Color in alcohol. Crown dark brown with darker spots on some of the scales; face uniform dark brown; chin is uniform gray black; no spots on antegulars and gulars; throat is gray with some yellow; neck dark brown with dark 3–4 darker bands; trunk mostly uniform with 11 or 12 light spots in a dorsolateral row on each side; dorsal surface of legs uniform brown and gray; posterior thigh with some mottling; ventral surface is yellow with some black intruding laterally, and scattered black spots on the ventral plates; tail is mostly uniform anteriorly, banded distally, but last half missing.

Variation. Lamellae on fourth finger 14–18; lamellae on fourth toe 29–39; total pores 9–21; occipitals at parietal usually one (one specimen has two); upper labials 8–9 (rarely 7), longest usually fourth (rarely the third); lower labials 6–7; chin shields four pairs in all specimens examined; rows of antegulars 9–12; loreal usually longer than frontonasal.

Comparisons. Tupinambis cuzcoensis is the only species discussed here that has the first pair of chin shields equal to or shorter than the postmental. All other species have the first pair of chin shields longer than the postmental. It is also distinctive in having the lowest average number of scales around the mid-body (92.6) and the highest average number of vertebral rows (119). The dorsal pattern is distinctive and consists of transverse bands with a row of dorsolateral spots on each side. The second supraocular is the longest and the largest in area, in the other three species the first supraocular is the longest and the second is the largest in area. The ventral side of the head is uniform in pigmentation.

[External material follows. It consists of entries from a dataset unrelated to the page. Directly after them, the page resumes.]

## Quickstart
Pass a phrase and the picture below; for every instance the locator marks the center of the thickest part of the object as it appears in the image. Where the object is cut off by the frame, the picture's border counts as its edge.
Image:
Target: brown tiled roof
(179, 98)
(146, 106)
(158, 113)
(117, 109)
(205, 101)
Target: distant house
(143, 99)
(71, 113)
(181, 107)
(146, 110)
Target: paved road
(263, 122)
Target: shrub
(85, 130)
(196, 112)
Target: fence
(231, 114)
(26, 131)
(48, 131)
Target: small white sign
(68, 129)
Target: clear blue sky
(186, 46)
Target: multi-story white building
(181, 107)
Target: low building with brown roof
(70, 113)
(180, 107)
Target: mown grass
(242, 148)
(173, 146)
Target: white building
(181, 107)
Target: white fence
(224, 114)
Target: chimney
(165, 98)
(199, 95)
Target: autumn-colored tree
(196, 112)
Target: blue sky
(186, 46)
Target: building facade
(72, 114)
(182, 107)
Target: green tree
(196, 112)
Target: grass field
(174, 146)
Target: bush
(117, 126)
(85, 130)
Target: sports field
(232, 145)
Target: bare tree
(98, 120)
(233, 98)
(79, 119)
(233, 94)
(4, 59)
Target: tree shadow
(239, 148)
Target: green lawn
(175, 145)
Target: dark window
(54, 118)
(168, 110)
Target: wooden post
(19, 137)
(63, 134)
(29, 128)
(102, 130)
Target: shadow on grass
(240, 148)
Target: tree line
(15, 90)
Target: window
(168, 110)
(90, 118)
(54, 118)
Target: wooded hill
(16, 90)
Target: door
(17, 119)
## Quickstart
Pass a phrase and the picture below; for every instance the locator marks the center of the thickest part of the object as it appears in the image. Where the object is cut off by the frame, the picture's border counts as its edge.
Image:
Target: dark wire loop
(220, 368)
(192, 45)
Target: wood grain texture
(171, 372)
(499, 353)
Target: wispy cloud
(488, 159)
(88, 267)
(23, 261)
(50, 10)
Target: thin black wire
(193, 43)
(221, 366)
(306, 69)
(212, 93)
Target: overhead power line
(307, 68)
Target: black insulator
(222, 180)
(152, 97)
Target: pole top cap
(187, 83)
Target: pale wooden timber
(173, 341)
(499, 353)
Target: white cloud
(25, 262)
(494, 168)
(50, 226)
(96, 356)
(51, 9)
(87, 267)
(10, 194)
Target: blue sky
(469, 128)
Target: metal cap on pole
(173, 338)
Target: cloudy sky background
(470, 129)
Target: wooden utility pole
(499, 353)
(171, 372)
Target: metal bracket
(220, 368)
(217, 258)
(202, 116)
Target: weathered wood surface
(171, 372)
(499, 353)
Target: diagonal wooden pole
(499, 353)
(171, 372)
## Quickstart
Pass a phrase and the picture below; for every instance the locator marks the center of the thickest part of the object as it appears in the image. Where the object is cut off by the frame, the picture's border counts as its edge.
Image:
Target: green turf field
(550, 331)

Distribution. Tupinambis cuzcoensis appears to be relatively widespread in the foothills of the Andes and the western Amazon. In Peru it is known from Quincemil (the type locality), Cuzco at about 750 m and goes to at least 827 m (FMNH 81378 is from Villa Carmen, Peru). In Ecuador it occurs in the vicinity of Canelos, near the Rio Bobanasa at about 200 m and, at Zancudo, Napo, Ecuador at about 600 m. It ranges westward into the Amazon Basin as far as Humaita, Amazonas, Brazil and Cuiaba, Mato Grosso, Brazil.

Natural History. Comments on this lizard’s habits can be found in Duellman [45]. He observed it the afternoon along non-forested river banks, and sunning 0.3 m off the ground. He found six arthropods in one stomach (cricket, spiders, beetles, an ant and an orthopteran). He also reports a clutch size of five from a 274 mm SVL female (cited in a paper not seen by us).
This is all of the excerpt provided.